Marta

Marta

Name: Marta
Age at interview: 77
Gender: Female

Background: Marta is 77 years old, a widow and lives alone in an outer metropolitan suburb. She is of European heritage.

About Marta

For the past 33 years, Marta cared for her step-daughter who she thought of as her daughter. First diagnosed at the age of 19 with drug induced psychosis, Marta's daughter in subsequent years received diagnoses of schizophrenia and bipolar with schizophrenia effects. She died last year, aged 52.

More about Marta

Marta recalled that over the past 33 years, the times when Marta's late step-daughter learned to deal with her mental health issues seemed to be the times when Marta 'stepped back a little' and said 'no'.

When Marta married her late husband, his daughter was six years old. From the moment they met, Marta said she adored her step-daughter and thought of her as her daughter. Around the time her daughter took up surfing when she was 16, Marta noticed a few 'unusual' changes in her, which Marta's GP put down to 'typical teenager' behaviour. She found out her daughter had been smoking marijuana, which Marta said 'devastated' her and led to a 'big argument' in their family. After that Marta's daughter, aged 17, moved out. She started making frequent surfing trips to Bali where Marta said she thinks she became drawn into a lifestyle in which 'everybody was taking drugs'. Two years after she left home, Marta's daughter, aged 19, was hospitalised and diagnosed with drug-induced psychosis. Over the next few years she had several more episodes and hospitalisations until, finally, she was diagnosed with schizophrenia, aged 25. In the following 27 years she was hospitalised at least another 24 times. Last year, Marta's daughter passed away.

Shortly before their daughter was diagnosed with schizophrenia, Marta's husband told clinicians his first wife had been institutionalised for schizophrenia. Yet, Marta said, the doctors made her feel she was somehow to 'blame' because she was her step-mother rather than her biological mother, which made Marta feel hurt and angry.

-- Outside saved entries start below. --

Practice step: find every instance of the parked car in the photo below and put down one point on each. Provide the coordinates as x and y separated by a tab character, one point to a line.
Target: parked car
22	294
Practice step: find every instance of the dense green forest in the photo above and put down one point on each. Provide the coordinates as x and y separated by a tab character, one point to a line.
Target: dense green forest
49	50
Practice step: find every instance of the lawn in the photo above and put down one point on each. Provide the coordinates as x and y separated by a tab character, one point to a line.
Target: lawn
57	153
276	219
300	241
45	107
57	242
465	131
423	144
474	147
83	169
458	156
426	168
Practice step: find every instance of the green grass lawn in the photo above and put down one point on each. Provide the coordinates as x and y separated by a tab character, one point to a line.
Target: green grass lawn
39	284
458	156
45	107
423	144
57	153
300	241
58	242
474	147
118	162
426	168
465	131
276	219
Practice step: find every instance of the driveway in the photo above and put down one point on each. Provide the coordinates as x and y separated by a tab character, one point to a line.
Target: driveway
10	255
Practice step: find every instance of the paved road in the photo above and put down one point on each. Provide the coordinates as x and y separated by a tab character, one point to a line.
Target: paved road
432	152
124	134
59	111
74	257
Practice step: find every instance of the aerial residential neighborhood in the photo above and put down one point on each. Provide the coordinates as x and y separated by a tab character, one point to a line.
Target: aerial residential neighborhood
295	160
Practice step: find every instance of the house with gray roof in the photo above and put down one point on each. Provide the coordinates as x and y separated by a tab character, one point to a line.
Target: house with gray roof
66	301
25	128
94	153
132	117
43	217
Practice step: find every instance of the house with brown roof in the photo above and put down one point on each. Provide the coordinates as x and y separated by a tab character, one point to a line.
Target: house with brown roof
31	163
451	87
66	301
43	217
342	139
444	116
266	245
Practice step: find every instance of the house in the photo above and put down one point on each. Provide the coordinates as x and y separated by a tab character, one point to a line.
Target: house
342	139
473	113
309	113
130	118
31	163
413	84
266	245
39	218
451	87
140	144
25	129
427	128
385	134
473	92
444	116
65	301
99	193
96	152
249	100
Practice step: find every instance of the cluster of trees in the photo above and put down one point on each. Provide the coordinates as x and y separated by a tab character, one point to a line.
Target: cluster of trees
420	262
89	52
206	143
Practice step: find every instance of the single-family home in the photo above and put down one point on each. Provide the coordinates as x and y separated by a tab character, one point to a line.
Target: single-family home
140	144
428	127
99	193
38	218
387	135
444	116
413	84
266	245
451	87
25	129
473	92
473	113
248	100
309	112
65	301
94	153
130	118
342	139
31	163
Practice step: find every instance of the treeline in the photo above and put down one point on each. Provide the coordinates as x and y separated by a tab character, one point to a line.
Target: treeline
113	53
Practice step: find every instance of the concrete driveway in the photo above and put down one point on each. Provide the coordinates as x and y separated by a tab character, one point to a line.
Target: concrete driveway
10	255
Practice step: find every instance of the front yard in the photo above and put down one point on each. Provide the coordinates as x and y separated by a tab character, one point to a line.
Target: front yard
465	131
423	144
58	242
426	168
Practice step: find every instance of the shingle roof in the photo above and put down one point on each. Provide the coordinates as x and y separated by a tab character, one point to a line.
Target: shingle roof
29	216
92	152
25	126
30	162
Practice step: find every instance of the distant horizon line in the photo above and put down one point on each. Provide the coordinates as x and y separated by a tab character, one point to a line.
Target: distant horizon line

Watching her daughter making the wrong choices and experiencing many episodes, was also painful for Marta because she felt unable to 'do anything' for her. For many years, she said she felt caring for her daughter 'controlled' her life. Then, a few years ago, Marta told her daughter she would have to start relying less on her, and was surprised that she seemed to become more independent after that and more 'respectful'.

When Marta became a carer 33 years ago, she recalled, people knew very little about schizophrenia. One day, she read by chance about a carer support group in a newspaper article and went along. It was a 'relief', she said, to be listened to by people who understood her situation. Twenty-five years later, Marta still attends the same group and has been a facilitator for many of those years. Through this forum, she has been able to support other carers, including new caregivers whom she advises to 'take care of themselves' and to not let caregiving take over their lives. Although no longer a carer, Marta said she will never stop caring for her fellow carers who are her 'strength' and her 'people' with whom she can 'laugh and cry'.

In the eulogy Marta gave at her daughter's funeral, Marta said that although she 'wasn't always in favour of what she did' at the time, now she was glad her daughter had lived her life on her own terms.